Efficiently constructing palindromes using string rewriting system

I am trying to solve the following challenge:

Given a string rewriting system with the following rules:

c -> a c b

c -> b a c a

c -> b c b a b

Given a starting string c, find an efficient approach to constructing a palindrome.

Construction example with rule sequence (1, 1, 2):

c -(rule 1)-> acb -(rule 1)-> aacbb -(rule 2)-> aabacabb

My attempts:

Generating permutations: I considered generating all permutations of a sequence of rewriting steps (n steps) but found it computationally expensive.
Balancing approach: Rule 2 unbalances the string leftward, while rule 3 unbalances it rightward.

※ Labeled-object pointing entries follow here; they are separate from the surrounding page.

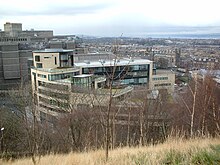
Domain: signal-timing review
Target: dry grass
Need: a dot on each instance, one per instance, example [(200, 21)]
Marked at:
[(171, 152)]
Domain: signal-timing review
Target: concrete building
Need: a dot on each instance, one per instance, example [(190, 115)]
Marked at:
[(14, 66), (13, 32), (126, 71), (59, 86), (163, 79)]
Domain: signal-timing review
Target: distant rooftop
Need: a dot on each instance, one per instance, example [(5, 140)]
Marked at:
[(163, 71), (57, 70), (120, 62), (53, 51), (83, 75)]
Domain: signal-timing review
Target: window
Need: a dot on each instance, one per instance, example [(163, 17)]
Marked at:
[(39, 65), (42, 75), (55, 60), (37, 58)]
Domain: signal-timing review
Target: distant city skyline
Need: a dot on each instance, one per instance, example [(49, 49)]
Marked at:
[(114, 17)]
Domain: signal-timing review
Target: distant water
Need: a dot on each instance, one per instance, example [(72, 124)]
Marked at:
[(184, 36)]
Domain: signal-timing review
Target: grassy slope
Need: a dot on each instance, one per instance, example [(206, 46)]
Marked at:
[(197, 151)]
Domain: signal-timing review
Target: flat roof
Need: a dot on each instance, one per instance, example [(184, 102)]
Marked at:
[(163, 71), (120, 62), (83, 75), (52, 51)]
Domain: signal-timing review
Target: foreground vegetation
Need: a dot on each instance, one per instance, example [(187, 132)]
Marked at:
[(173, 151)]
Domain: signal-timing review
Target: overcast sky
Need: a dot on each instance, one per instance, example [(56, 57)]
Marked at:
[(112, 17)]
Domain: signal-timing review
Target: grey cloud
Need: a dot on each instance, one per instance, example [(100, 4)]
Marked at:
[(63, 9)]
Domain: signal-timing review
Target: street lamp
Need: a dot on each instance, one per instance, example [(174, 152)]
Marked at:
[(1, 139)]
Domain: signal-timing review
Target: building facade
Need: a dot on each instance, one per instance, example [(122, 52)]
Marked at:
[(14, 65), (59, 86)]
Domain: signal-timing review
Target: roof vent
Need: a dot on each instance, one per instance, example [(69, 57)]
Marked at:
[(87, 62)]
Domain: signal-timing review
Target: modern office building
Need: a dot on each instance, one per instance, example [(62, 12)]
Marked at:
[(59, 86), (163, 79), (15, 55), (126, 71), (14, 65), (13, 32)]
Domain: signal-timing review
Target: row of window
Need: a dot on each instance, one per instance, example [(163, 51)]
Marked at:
[(53, 86), (41, 76), (117, 69), (161, 85), (160, 78), (61, 76), (12, 39), (134, 81)]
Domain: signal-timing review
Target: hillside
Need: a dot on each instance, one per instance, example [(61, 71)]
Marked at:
[(195, 151)]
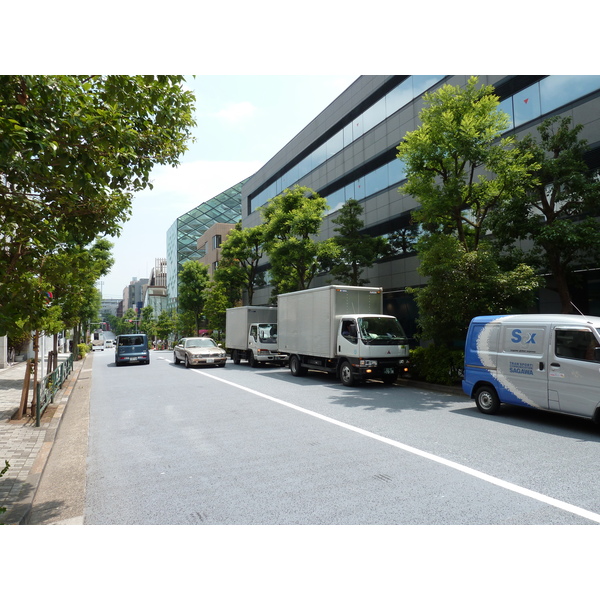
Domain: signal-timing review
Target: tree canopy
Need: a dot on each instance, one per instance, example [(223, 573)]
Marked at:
[(73, 152), (559, 212), (292, 222), (241, 253), (460, 168), (356, 251)]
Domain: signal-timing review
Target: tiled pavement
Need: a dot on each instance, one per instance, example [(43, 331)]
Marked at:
[(25, 446)]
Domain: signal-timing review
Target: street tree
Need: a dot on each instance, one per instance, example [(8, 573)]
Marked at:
[(356, 251), (559, 213), (148, 322), (460, 168), (241, 253), (130, 321), (216, 303), (193, 280), (292, 223), (165, 326), (73, 152)]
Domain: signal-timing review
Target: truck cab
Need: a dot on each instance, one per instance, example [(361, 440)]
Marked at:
[(370, 346)]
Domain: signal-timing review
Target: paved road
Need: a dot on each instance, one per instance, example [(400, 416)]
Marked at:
[(240, 446)]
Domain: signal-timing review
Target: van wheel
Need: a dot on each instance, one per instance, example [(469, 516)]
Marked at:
[(486, 400), (346, 374)]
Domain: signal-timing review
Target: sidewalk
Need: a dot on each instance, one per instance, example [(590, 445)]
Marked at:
[(25, 446)]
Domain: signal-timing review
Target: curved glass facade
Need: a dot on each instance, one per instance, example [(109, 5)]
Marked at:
[(182, 236)]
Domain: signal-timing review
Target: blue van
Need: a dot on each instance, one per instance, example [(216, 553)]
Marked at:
[(546, 362), (132, 348)]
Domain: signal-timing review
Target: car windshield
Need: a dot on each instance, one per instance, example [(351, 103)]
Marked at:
[(381, 331), (199, 343)]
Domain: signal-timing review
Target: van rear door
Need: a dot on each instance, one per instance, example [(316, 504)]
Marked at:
[(574, 373), (523, 365)]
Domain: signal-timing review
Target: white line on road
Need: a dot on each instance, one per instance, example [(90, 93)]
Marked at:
[(586, 514)]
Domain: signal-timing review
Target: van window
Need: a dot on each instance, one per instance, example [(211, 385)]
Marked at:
[(575, 343)]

Rule 1 is neutral. This led me to explore sequences where rule 2 is applied twice as often as rule 3 to maintain balance.
Last rule constraint: Applying rule 1 last cannot create a palindrome, as it would introduce a non-palindromic trigram (acb) in the middle.

While balancing and last rule constraints reduce the search space, brute-forcing remains computationally intensive. Are there more structural approaches or tighter constraints to solve this problem efficiently?

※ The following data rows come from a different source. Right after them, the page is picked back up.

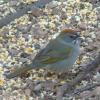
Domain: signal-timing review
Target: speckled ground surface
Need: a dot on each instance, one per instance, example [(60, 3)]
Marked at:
[(24, 37)]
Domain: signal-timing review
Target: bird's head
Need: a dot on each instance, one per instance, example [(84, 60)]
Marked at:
[(70, 35)]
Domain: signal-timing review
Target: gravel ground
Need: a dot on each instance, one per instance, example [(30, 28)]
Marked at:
[(23, 38)]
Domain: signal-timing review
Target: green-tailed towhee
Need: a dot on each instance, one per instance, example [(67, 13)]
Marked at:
[(59, 55)]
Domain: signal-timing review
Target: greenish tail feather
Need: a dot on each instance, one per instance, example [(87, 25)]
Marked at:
[(19, 71)]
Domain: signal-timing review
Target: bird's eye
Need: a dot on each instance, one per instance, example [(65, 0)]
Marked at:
[(72, 36)]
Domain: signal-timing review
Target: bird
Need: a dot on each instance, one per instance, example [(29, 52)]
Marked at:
[(59, 55)]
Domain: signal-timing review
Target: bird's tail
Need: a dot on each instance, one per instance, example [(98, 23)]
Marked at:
[(19, 71)]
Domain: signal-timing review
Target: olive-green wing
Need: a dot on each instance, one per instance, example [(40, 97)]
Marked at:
[(52, 54)]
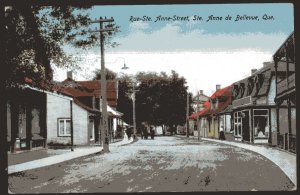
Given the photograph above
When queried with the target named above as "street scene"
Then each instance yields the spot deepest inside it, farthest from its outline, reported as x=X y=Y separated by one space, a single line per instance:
x=165 y=164
x=148 y=98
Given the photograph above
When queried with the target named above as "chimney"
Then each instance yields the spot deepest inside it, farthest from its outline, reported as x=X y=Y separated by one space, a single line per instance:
x=70 y=75
x=253 y=71
x=265 y=64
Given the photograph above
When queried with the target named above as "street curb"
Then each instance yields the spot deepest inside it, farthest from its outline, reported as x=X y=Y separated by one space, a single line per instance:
x=35 y=164
x=291 y=177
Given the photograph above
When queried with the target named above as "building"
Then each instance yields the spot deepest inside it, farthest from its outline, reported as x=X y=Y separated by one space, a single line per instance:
x=254 y=108
x=285 y=96
x=210 y=119
x=219 y=101
x=26 y=118
x=198 y=106
x=87 y=95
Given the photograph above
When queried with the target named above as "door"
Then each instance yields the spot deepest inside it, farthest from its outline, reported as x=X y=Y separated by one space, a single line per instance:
x=246 y=125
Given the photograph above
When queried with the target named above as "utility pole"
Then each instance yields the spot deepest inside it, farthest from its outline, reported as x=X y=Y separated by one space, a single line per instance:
x=104 y=123
x=198 y=128
x=133 y=113
x=187 y=114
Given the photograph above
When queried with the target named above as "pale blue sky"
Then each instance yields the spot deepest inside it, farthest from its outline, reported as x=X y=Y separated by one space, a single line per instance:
x=282 y=25
x=205 y=53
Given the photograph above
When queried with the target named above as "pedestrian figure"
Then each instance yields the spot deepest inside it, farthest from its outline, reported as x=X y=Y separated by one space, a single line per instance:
x=222 y=134
x=152 y=132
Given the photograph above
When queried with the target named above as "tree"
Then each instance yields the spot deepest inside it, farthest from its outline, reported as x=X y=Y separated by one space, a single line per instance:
x=35 y=36
x=161 y=99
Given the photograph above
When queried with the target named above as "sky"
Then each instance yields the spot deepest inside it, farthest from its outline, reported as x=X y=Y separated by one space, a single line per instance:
x=208 y=44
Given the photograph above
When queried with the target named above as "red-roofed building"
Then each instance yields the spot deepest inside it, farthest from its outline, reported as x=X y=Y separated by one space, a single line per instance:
x=198 y=104
x=210 y=118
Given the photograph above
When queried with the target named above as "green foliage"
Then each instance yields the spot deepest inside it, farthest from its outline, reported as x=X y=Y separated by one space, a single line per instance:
x=43 y=31
x=160 y=99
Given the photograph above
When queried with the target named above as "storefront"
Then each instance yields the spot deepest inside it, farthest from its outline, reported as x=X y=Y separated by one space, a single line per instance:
x=252 y=124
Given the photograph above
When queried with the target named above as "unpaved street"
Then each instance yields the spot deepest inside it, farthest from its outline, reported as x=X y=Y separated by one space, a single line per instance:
x=163 y=164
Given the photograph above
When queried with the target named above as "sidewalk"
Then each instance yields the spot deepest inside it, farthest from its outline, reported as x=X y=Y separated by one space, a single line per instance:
x=78 y=152
x=284 y=160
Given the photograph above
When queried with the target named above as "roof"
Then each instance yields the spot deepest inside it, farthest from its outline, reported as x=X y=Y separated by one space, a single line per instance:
x=89 y=89
x=225 y=92
x=286 y=49
x=224 y=97
x=206 y=109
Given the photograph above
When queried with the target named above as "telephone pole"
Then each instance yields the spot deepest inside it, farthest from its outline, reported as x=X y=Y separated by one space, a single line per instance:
x=104 y=121
x=198 y=128
x=133 y=113
x=187 y=114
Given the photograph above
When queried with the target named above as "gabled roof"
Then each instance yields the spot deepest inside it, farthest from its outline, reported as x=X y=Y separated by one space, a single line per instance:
x=89 y=89
x=225 y=96
x=224 y=92
x=206 y=109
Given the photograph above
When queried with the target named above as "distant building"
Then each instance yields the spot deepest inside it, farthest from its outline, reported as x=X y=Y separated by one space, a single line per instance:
x=198 y=105
x=285 y=96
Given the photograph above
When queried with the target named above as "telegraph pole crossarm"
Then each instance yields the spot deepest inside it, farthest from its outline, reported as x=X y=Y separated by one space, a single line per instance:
x=103 y=106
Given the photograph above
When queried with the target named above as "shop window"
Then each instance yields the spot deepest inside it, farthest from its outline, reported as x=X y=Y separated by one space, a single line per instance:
x=92 y=130
x=261 y=123
x=64 y=127
x=238 y=123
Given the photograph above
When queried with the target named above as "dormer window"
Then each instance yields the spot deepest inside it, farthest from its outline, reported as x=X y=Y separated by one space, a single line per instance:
x=242 y=89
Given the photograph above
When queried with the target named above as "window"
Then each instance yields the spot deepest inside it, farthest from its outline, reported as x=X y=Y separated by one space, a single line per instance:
x=92 y=130
x=238 y=124
x=261 y=123
x=64 y=127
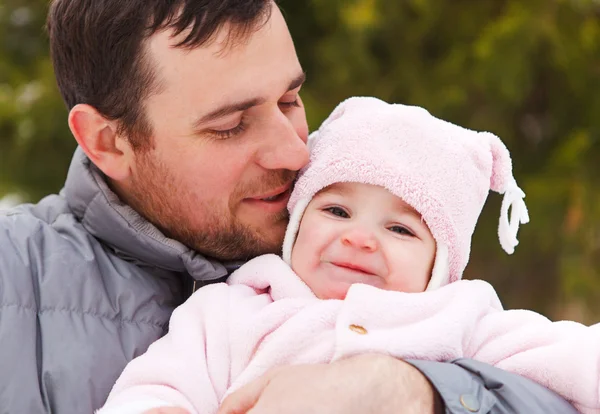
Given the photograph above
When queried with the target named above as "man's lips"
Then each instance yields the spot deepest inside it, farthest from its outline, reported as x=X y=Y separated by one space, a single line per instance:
x=272 y=195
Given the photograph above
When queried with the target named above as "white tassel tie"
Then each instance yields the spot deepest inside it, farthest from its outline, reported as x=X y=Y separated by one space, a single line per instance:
x=508 y=229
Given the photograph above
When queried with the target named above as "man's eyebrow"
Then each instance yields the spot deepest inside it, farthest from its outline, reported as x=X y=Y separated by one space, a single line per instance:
x=228 y=109
x=297 y=82
x=244 y=105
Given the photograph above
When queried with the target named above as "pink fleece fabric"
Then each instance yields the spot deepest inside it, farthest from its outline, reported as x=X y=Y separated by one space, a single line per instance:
x=442 y=170
x=226 y=335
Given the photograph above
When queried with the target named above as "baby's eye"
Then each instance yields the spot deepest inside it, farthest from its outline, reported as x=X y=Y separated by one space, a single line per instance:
x=338 y=212
x=401 y=230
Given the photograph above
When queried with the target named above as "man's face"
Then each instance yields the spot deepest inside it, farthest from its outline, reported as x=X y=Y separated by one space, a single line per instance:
x=230 y=133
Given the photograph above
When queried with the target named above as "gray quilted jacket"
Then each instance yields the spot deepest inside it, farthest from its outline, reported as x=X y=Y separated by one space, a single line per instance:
x=86 y=284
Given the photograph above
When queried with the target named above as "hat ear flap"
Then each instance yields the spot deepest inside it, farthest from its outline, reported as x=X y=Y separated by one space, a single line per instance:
x=513 y=211
x=502 y=176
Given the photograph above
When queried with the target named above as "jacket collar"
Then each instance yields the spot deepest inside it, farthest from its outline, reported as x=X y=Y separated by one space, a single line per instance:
x=107 y=218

I know that a solution to this within a sequence of 150 steps exists.

Solution

This comes down to searching a path in a graph, where the vertices are the current string of "a", "b" and "c", and the edges are the applications of one of the three transition rules.

Some preliminary observations

Not all rules lead to a state that can still become a palindrome, as also is apparent from the example that is given in the question. So those edges can be discarded. For example, from the very first state there is only one transition that still allows a palindrome to be formed, which is the rule c→bcbab. The other two rules would put different characters from the set ("a", "b") at the outer ends of the resulting string, which can never change again, and thus can never fit a palindrome.

Once a transition is performed, the characters at the outside of the string that are equal can be discarded, as they will be part of the final palindrome, and can never change anyway. By this elimination we can unify vertices in the search tree, as only the non-eliminated characters are relevant for the rest of the actions.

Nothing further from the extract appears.